Time of day is a critical factor for most biological functions, but concepts from the field of chronobiology have yet to be fully translated to clinical practice. Circadian rhythms, generated internally and synchronised to the external environment, promote function and support survival in almost every living species. Fetal circadian rhythms can be observed in utero from 30 weeks gestation, coupled to the maternal rhythm, but synchronise to the external environment only after birth.
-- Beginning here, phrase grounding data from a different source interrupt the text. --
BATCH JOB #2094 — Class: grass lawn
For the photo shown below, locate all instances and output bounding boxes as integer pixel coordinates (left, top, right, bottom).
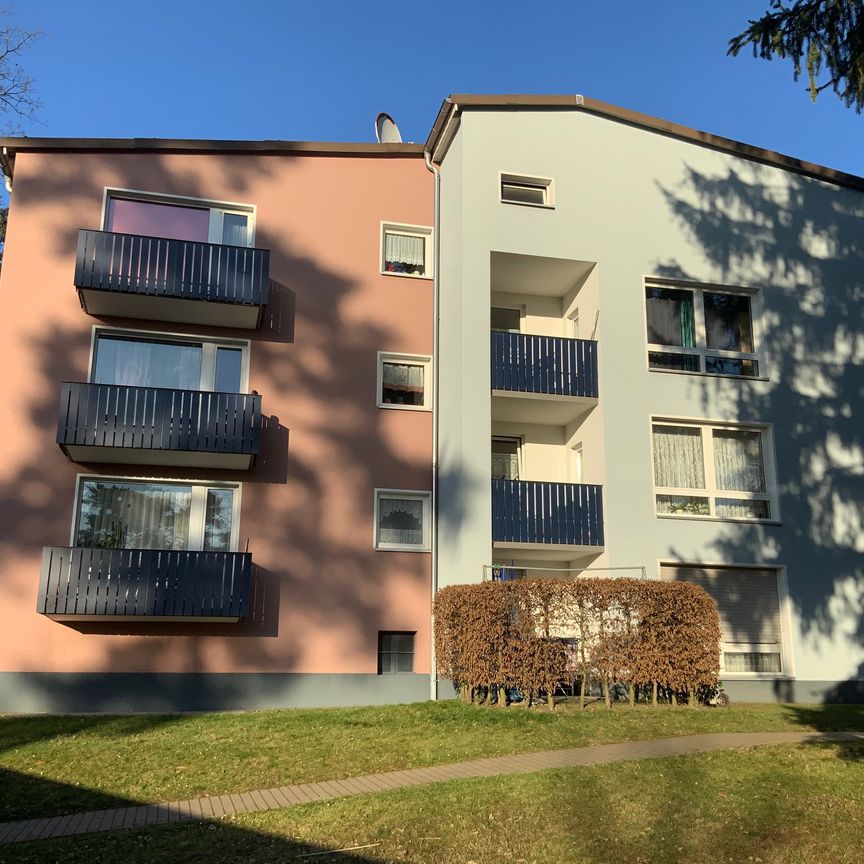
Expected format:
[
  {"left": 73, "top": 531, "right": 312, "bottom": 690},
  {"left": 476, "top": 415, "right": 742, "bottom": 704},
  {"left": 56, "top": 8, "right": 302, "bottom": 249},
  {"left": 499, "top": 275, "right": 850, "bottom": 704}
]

Important cues for synchronisation include the light/dark cycle, the timing of feeding, and exposure to melatonin in breast milk. Disruption to these cues may occur during admission to the neonatal intensive care unit. This can impair the development of circadian rhythms, and influence survival and function in the neonatal period, with a potential to impact health and well-being throughout adult life. Here we outline the rationale and evidence to support a chronobiological approach to neonatal care.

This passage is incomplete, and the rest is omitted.